L.D. 335 passed the House 79-59 and the Senate 21-13. If enacted, it will require pet shops to attest in writing that the dogs and cats they are offering come only from public or private charitable nonprofit animal shelters, humane societies or animal rescue organizations.

As an amendment to the original bill, it now offers an exception for the four Maine pet shops that currently sell puppies, though they do have to attest that the dogs and cats they are selling come from breeders with a clear record from the U.S. Department of Agriculture.

If those shops change ownership, however, the new owners would not be able to sell dogs or cats from breeders.

This legislation is necessary because of the low standards and poor oversight at the USDA, which does not have the resources to properly police breeders and often allows for repeat and escalating violations of the Animal Welfare Act.

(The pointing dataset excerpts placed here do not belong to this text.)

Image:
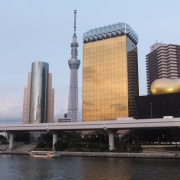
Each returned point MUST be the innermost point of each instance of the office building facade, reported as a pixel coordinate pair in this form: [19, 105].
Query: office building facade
[163, 61]
[38, 105]
[110, 73]
[74, 64]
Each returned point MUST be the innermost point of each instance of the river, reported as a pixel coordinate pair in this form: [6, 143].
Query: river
[23, 167]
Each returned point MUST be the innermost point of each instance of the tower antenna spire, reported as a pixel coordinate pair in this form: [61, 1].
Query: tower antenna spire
[75, 12]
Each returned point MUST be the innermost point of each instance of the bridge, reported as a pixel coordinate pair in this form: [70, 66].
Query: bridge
[110, 126]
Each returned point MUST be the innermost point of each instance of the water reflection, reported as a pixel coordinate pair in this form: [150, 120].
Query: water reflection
[87, 168]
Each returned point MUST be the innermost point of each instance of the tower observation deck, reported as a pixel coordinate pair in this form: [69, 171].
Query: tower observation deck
[74, 64]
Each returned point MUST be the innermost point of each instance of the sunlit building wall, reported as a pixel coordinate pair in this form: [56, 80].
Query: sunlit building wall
[110, 73]
[38, 106]
[163, 61]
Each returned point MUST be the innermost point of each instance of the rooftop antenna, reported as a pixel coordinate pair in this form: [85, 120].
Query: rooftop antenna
[75, 12]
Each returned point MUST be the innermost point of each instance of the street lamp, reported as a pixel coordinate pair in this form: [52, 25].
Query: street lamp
[151, 110]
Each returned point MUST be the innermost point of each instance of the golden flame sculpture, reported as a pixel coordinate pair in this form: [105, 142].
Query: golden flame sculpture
[165, 86]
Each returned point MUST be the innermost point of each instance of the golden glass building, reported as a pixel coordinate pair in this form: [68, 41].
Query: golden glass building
[110, 73]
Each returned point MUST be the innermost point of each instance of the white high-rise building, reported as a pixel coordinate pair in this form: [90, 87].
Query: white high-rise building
[38, 105]
[73, 65]
[163, 61]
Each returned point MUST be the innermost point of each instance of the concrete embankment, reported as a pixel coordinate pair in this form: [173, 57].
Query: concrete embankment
[155, 155]
[23, 149]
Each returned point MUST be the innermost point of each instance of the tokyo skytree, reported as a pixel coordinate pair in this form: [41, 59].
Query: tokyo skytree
[74, 64]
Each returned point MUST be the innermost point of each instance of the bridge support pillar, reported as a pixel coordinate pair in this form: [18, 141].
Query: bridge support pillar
[11, 141]
[111, 140]
[54, 138]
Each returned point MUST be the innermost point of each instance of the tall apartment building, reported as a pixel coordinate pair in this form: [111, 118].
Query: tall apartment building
[110, 73]
[38, 105]
[74, 64]
[163, 61]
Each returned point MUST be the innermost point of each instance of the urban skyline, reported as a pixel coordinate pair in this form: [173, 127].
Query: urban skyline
[33, 31]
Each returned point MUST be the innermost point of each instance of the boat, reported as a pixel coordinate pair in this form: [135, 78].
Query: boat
[44, 154]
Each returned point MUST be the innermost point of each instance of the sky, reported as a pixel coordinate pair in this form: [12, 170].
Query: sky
[42, 30]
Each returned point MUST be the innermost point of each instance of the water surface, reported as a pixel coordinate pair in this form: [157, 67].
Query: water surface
[87, 168]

As a result, breeding animals are kept in poor conditions for years, suffering out of sight from the people who buy their cute offspring.


L.D. 335 is not perfect, but it is a step in the right direction. Gov. Paul LePage should sign this bill into law, so Maine is no longer a part of this immoral pipeline. If he vetoes the bill, the Legislature should overturn, and send a message that Maine is not open for business from puppy mills.

THUMBS DOWN to the U.S. senators who earlier this month voted against veteran spousal benefits for same-sex couples.

Most federal agencies, including the Department of Defense, recognize legally married same-sex couples now, following a decision by the Supreme Court in 2013 that struck down the Defense of Marriage Act.

But a provision in the regulation of veterans benefits means that same-sex couples are only recognized as legally married in states that allow same-sex marriage.

An amendment in the 2016 National Defense Authorization Act would have changed that, ensuring that same-sex couples receive their well-earned veterans benefits regardless of where they live.

Fifty-three senators, including Maine Sen. Susan Collins and seven other Republicans, voted in favor of the measure, but it needed 60 votes to pass.

The vote came less than a week after Memorial Day, when many, if not all, of those 47 senators who voted against it were no doubt taking part in commemorations honoring those who have given their lives in service of the country.

But all that is empty rhetoric, apparently, as they hide behind “state’s rights” as a way to justify keeping some veterans from getting the benefits they deserve.

The Supreme Court will likely remedy this situation when, and if, it votes to make same-sex marriage legal in all 50 states. But any delay is too long for veterans who are now being treated as second-class citizens.